Mi sveglio all'improvviso senza ricordare il momento in cui mi sono effettivamente addormentata. Allungo le gambe dalla scomoda posizione in cui mi ritrovo e non mi sorprendo di avvertire dolori ovunque. Mi giro verso il comodino per prendere il cellulare e mi rendo conto che è più tardi del previsto. Dannazione, la sveglia non è suonata.

No, forse sono io che non l'ho messa ieri. Diciamo che James mi ha distratto abbastanza da farmelo dimenticare.
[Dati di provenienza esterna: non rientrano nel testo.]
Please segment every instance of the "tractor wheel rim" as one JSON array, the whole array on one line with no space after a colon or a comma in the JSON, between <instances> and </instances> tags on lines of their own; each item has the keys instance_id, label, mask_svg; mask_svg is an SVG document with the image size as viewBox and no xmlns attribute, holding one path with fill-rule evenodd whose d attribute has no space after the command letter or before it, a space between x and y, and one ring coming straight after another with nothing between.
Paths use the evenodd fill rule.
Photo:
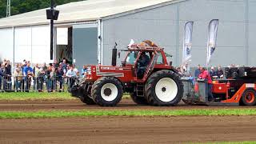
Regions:
<instances>
[{"instance_id":1,"label":"tractor wheel rim","mask_svg":"<svg viewBox=\"0 0 256 144\"><path fill-rule=\"evenodd\" d=\"M254 101L255 95L253 92L249 92L246 94L246 101L248 103L251 103Z\"/></svg>"},{"instance_id":2,"label":"tractor wheel rim","mask_svg":"<svg viewBox=\"0 0 256 144\"><path fill-rule=\"evenodd\" d=\"M118 87L113 83L106 83L101 90L102 98L108 102L114 100L118 97Z\"/></svg>"},{"instance_id":3,"label":"tractor wheel rim","mask_svg":"<svg viewBox=\"0 0 256 144\"><path fill-rule=\"evenodd\" d=\"M177 96L178 86L176 82L170 78L162 78L155 86L155 94L159 100L165 102L170 102Z\"/></svg>"}]
</instances>

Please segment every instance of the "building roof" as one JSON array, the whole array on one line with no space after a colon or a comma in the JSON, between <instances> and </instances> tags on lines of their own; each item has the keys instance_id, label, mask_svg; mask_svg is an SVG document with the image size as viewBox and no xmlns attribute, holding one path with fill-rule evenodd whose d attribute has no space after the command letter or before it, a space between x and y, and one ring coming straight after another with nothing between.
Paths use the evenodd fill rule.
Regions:
<instances>
[{"instance_id":1,"label":"building roof","mask_svg":"<svg viewBox=\"0 0 256 144\"><path fill-rule=\"evenodd\" d=\"M131 12L159 4L184 0L87 0L60 5L60 10L55 23L95 21L118 14ZM34 10L0 19L0 28L49 24L46 9Z\"/></svg>"}]
</instances>

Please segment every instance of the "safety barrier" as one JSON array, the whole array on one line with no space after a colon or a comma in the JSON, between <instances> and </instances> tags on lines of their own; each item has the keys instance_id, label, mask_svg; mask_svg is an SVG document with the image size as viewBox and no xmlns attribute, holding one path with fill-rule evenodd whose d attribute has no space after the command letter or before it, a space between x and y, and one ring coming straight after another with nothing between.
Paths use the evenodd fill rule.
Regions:
<instances>
[{"instance_id":1,"label":"safety barrier","mask_svg":"<svg viewBox=\"0 0 256 144\"><path fill-rule=\"evenodd\" d=\"M79 81L80 78L77 77L0 76L0 92L62 92L66 91Z\"/></svg>"}]
</instances>

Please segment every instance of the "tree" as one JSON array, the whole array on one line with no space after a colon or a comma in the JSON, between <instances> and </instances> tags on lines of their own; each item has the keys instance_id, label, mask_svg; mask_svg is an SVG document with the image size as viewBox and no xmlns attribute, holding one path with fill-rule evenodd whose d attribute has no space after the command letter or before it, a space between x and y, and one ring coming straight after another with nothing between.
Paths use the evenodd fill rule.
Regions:
<instances>
[{"instance_id":1,"label":"tree","mask_svg":"<svg viewBox=\"0 0 256 144\"><path fill-rule=\"evenodd\" d=\"M55 0L56 5L62 5L82 0ZM11 0L10 14L16 15L50 6L50 0ZM0 18L6 16L6 0L0 0Z\"/></svg>"}]
</instances>

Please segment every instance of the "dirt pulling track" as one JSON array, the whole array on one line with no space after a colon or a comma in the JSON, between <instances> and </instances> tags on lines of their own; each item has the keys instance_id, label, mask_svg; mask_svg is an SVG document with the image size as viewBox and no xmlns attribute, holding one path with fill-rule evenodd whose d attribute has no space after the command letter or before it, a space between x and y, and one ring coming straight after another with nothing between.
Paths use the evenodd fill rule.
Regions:
<instances>
[{"instance_id":1,"label":"dirt pulling track","mask_svg":"<svg viewBox=\"0 0 256 144\"><path fill-rule=\"evenodd\" d=\"M135 106L127 99L123 100L118 106L110 108L86 106L76 100L0 102L0 110L171 110L202 108L219 107L191 106L184 104L174 107L142 106ZM255 132L256 116L87 117L0 120L0 143L180 143L254 141L256 140Z\"/></svg>"},{"instance_id":2,"label":"dirt pulling track","mask_svg":"<svg viewBox=\"0 0 256 144\"><path fill-rule=\"evenodd\" d=\"M123 99L115 107L101 107L98 105L89 106L79 100L39 100L39 101L0 101L0 110L180 110L180 109L219 109L219 108L254 108L251 106L190 106L180 102L176 106L138 106L130 99ZM256 109L256 107L255 107Z\"/></svg>"}]
</instances>

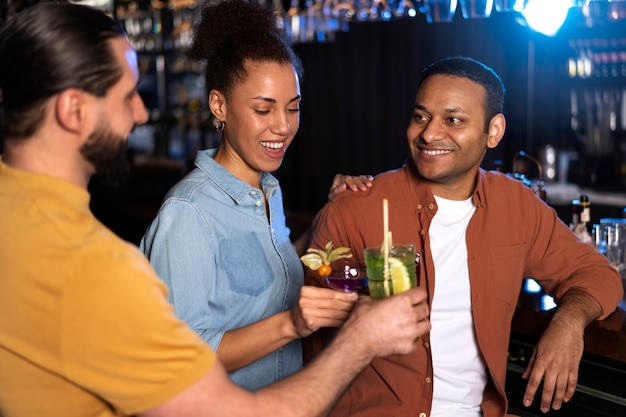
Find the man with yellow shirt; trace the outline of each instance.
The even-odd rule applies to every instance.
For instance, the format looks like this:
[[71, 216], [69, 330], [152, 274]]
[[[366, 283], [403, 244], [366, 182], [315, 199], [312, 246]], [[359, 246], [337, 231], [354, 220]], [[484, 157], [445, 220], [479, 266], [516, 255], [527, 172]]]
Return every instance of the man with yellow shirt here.
[[373, 358], [415, 349], [419, 289], [356, 302], [292, 377], [231, 383], [143, 254], [89, 210], [91, 177], [122, 172], [147, 121], [138, 81], [123, 31], [89, 7], [40, 4], [0, 28], [0, 415], [313, 416]]

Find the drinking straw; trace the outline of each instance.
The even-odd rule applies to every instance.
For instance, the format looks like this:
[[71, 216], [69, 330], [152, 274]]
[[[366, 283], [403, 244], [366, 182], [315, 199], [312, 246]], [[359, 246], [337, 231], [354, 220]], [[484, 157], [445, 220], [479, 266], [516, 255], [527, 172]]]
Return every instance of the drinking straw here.
[[389, 231], [389, 201], [383, 199], [383, 288], [385, 297], [389, 297], [389, 250], [391, 249], [391, 232]]

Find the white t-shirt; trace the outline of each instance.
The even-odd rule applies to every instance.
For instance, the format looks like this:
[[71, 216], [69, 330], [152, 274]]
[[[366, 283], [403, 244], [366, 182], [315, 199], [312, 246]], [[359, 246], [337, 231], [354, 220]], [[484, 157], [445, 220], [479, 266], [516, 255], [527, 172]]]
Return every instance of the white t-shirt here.
[[430, 314], [434, 371], [431, 417], [480, 417], [487, 375], [474, 331], [465, 240], [476, 207], [471, 198], [435, 199], [438, 210], [429, 231], [435, 263]]

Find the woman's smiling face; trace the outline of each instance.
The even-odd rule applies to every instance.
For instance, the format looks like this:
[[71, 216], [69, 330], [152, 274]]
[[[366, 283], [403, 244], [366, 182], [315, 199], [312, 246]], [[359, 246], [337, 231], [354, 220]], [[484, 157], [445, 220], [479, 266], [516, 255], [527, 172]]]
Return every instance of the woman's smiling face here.
[[300, 125], [301, 97], [290, 64], [248, 61], [245, 67], [246, 79], [235, 84], [218, 117], [226, 127], [216, 160], [247, 181], [280, 167]]

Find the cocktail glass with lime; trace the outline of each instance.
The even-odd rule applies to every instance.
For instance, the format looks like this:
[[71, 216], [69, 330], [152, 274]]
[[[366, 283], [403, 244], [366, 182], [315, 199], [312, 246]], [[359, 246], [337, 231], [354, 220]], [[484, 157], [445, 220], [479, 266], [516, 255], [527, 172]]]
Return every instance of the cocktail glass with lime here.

Sospiro alzandomi per la solita doccia mattutina. Potevo essere in estremo ritardo, ma non avrei mai rinunciato al mio appuntamento quotidiano. Porto con me in bagno il necessario per prepararmi. Chiudo la porta, non che ci sia qualcuno che possa entrare, se non qualche domestica. Ma amo avere la mia privacy, ne ho bisogno. Mi spoglio e non mi soffermo davanti lo specchio ad osservarmi. Non ho mai avuto nulla contro il mio corpo. Sicuro avrei voluto un seno più prosperoso, un sedere più tonico, magari senza smagliature e con meno cellulite. E anche i miei fianchi se fossero stati meno larghi non sarebbe stato male. Ma infondo, non mi è mai importato di avere un corpo da fotomodella. Forse non lo voglio nemmeno, perché aspirare alla perfezione quando questa non esiste? Verrai sempre giudicato, magari oggi va bene essere magri, magari domani ti diranno che sei troppo magro, e magari dopodomani che hai preso troppo peso. No, se per la perfezione devo aspirare a compiacere la mente degli individui di questa società di massa, allora preferisco di gran lunga l'imperfezione. E poi, sinceramente parlando, non è proprio l'imperfezione a renderci unici, a darci quel particolare in più che gli altri non hanno?

"Facile dirlo Evelyn, il tuo armadio non la pensa così visti tutti quei vestiti corti con l'etichetta, mai indossati per non mostrare agli altri e per paura di essere giudicata"

Ignoro la voce della mia coscienza, così come ignoro le fitte alle gambe che ancora persistono, ed entro in doccia. Lascio scivolare il bagnoschiuma sulla mia pelle, e il brivido che mi dà il contrasto tra il freddo del sapone e l'acqua calda risale lungo il mio corpo.

Cerco di essere il più veloce possibile, ma allo stesso tempo mi lavo accuratamente in ogni punto.

Quando esco dalla doccia sono già le otto e abbandono l'idea di arrivare in orario a lezione. Inizio a vestirmi. Ho optato per un outfit ancora una volta molto semplice. Un jeans chiaro con una felpa corta e una canotta bianca sotto. Ovviamente le vans. Sono la vita quelle scarpe.